As stated previously, nanotube chirality is important in helping 
determine its potential aid to these devices. Before mass production can
 occur, more research is needed in exploring the significance of tube 
diameter and chirality for transparent conducting films in photovoltaic 
applications. It is expected that the conductivity of the SWNT thin 
films will increase with an increase in CNT length and purity. As stated
 previously, the CNT films are made using randomly oriented bundles of 
CNTs. Ordering these tubes should also increase conductivity, as it will
 minimise scattering losses and improve contact between the nanotubes.
Conducting nanowire networks and metal mesh as flexible transparent electrodes
Figure
 4.  Schematic of metal network based Transparent Conducting Electrodes.
 Electrical transport is through the percolating metal network, while 
optical transmittance is through the voids.
Randomly conducting networks of wires or metal meshes obtained from 
templates are new generation transparent electrodes. In these 
electrodes, nanowire or metal mesh network is charge collector, while 
the voids between them are transparent to light.

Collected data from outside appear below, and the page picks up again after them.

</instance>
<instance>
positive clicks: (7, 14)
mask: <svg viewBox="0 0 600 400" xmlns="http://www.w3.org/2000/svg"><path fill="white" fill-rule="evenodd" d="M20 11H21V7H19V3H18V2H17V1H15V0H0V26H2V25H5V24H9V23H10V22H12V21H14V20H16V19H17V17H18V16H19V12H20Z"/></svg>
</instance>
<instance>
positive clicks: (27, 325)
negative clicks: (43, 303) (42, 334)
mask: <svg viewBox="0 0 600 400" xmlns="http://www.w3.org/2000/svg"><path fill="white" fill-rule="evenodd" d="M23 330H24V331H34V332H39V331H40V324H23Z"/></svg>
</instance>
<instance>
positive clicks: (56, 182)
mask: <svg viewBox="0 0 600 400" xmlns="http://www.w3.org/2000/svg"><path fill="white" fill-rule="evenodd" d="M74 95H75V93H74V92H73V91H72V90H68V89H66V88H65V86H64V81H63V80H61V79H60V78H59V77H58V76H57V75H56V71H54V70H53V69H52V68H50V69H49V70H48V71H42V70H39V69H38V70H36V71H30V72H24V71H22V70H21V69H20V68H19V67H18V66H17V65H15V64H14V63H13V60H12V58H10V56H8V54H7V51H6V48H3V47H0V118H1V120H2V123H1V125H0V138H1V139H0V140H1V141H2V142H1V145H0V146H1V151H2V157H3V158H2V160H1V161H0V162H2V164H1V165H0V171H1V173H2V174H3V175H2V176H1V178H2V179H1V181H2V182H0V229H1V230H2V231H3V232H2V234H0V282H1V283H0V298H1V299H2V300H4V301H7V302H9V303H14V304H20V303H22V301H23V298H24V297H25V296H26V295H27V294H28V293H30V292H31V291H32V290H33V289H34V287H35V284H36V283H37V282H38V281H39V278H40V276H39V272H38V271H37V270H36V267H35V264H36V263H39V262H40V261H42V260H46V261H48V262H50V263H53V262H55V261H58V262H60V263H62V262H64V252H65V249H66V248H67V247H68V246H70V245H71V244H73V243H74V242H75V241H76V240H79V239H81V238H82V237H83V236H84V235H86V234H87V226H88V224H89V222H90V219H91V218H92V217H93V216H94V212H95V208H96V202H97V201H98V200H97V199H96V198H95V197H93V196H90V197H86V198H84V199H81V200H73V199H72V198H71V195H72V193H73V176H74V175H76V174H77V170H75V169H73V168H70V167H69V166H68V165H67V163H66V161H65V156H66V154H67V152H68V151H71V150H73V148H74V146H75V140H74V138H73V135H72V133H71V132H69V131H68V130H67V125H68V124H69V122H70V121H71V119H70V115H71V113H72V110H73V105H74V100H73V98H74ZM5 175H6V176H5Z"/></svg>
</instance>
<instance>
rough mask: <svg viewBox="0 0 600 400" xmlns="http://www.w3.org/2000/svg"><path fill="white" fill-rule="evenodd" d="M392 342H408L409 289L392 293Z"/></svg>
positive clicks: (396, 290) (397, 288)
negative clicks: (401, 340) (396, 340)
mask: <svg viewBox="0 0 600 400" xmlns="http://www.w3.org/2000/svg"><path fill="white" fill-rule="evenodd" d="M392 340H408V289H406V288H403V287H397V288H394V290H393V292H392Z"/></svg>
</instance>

  These are obtained from the deposition of silver or copper nanowires, 
or by depositing metals in templates such as hierarchical patterns of 
random cracks, leaves venation and grain boundaries etc.  These metal 
networks can be made on flexible substrates and can act as flexible 
transparent electrodes.
 For better performance of these conducting network based electrodes, 
optimized density of nanowires has to be used as excess density, leads 
to shadowing losses in solar cells, while the lower density of the 
wires, leads to higher sheet resistance and more recombination losses of
 charge carriers generated in solar cells.